How a Virginia-based ASC combats consolidation and changing referral patterns

Andy Poole, CEO of Monticello Community Surgery Center in Charlottesville, Va., discusses how his center is beginning to engage in value-based care.

Mr. Poole will speak at the Becker's ASC 25th Annual Meeting: The Business and Operations of ASCs, October 18-20, 2018 in Chicago. Click here to learn more and register.

Question: What is the biggest issue your ASC is facing today? What strategies to you use to overcome it?

Andy Poole: We are an independent ASC and we're in a market where there's consolidation among big healthcare systems. Primary care physicians are increasingly joining health systems and steering their cases to system-employed specialists, which makes it difficult for us to increase market share. As a result, we are engaging in more collaboration with neighboring hospitals that see us as a great way to gain a presence in low-cost, high-quality centers.

The group we work most closely with is an academic hospital [in Charlottesville, Va.], which is experiencing capacity issues. Since they are an academic center, they have an inherently high cost structure. We are able to offer a lower cost of care for patients paying more out-of-pocket for elective procedures, or for their shared savings contracts. When the health system is ready, they can increase their outpatient market presence in a more competitive way after working with us. That's a positive start, and for us it's about expanding services and growing physicians while maintaining relationships with the surgeons who already perform cases at our center.

We are also working on direct contracting with large self-funded employers to set up our own value-based contracts with those groups so we won't have to rely as much on referrals from primary care physicians. This is still developing for us, but we are very excited about the potential here.

Q: How is value-based care affecting your ASC or your plans for the future?

AP: We are one of the centers that truly believes and embraces transparent pricing. Many of any of our prices are online, available on our website. We also offer self-funded employers bundled surgical pricing through direct contracts. It's not currently a huge volume of what we do, but we anticipate growth. More and more it is the individual, or the self funded business that is paying for care. They are both looking for ways to save money while receiving the best care possible. Posting or pricing, and quality metrics, will continue to increase.

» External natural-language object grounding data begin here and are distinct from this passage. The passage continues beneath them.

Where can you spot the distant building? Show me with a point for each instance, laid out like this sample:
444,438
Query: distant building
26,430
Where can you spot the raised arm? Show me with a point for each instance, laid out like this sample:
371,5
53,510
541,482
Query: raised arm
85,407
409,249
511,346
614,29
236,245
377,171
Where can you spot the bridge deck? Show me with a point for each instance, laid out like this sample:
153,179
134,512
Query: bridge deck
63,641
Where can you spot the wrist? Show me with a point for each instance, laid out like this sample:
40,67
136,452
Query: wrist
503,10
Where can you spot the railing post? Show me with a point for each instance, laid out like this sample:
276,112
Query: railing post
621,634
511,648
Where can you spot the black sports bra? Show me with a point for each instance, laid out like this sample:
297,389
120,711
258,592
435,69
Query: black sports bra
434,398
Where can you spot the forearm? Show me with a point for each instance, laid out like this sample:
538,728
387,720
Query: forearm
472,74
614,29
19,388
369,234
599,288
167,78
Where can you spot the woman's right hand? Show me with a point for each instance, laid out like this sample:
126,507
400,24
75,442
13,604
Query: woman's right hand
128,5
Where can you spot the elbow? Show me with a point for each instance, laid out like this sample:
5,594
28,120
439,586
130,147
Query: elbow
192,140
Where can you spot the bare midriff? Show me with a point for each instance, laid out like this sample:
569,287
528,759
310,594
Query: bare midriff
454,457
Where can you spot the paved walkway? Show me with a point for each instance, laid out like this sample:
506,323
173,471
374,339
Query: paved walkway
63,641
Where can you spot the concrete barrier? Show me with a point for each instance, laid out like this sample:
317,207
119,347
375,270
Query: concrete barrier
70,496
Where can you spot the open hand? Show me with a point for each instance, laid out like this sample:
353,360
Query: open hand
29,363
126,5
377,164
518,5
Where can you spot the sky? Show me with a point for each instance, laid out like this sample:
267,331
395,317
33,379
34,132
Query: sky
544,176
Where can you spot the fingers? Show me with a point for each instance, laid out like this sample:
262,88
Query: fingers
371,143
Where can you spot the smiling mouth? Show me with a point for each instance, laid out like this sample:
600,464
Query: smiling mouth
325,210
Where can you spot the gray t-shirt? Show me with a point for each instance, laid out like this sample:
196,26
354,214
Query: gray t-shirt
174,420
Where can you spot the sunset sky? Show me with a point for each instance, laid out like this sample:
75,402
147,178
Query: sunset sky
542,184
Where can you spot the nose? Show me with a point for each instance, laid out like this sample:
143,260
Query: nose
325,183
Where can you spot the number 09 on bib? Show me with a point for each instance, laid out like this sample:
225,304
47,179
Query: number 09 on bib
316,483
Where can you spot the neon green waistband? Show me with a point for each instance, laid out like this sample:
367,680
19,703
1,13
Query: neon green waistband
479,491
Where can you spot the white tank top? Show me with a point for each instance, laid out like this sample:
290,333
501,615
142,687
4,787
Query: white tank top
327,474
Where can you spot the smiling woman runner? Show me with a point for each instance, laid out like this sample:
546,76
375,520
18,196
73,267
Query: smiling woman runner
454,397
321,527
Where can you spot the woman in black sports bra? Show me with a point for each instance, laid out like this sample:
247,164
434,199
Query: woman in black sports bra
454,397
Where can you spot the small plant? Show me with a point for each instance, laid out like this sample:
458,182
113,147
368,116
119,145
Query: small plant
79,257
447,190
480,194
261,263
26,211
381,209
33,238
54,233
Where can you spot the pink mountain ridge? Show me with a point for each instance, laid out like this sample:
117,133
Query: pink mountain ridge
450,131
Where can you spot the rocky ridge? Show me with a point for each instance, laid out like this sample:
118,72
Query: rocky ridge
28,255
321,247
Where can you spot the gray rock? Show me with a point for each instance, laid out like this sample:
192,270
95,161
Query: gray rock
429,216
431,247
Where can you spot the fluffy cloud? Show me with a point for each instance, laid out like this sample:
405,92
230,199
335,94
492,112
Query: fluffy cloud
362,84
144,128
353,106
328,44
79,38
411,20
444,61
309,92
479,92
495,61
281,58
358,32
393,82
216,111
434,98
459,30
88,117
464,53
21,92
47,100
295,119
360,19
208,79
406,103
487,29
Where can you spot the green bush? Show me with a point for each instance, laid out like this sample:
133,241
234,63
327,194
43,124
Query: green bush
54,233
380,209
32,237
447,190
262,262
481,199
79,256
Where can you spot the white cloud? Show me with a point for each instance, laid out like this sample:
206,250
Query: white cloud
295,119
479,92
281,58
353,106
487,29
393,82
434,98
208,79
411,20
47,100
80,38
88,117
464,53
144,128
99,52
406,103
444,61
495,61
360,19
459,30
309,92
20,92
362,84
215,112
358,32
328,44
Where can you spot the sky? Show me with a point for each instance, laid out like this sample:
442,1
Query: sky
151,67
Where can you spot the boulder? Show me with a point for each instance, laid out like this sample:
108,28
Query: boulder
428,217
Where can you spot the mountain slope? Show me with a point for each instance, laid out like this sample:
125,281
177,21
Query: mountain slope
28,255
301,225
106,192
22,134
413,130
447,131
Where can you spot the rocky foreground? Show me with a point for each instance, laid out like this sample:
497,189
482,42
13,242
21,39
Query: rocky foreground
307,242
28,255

As mentioned previously, our partnership with the hospitals that have high-cost structures and less efficient operations make us attractive. But you have to have the right circumstances to develop a beneficial partnership. As health systems become more strategic about the site of services and increase their risk-based contracts, they will need to have lower-cost centers available.

Q: Over the next two to three years, what is the biggest opportunity for growth for your ASC?

AP: Obviously, joints and spine offer a huge opportunity for ASC’s, and that's what our center is focused on as well. For us, we've got a relationship with a spine group and certainly as you see more procedures pushed out of the hospital, we anticipate additional spine cases coming our way. We are still in the planning phases for total joints right now.
We also see the increased demand for both price and quality transparency as a source of growth opportunity. Patients with high deductibles and companies funding plans will want to know there their health care dollars go, and I believe will be more savvy shoppers for care. Our goal is to make it easy for those patients to find us and have the best service offerings available for them.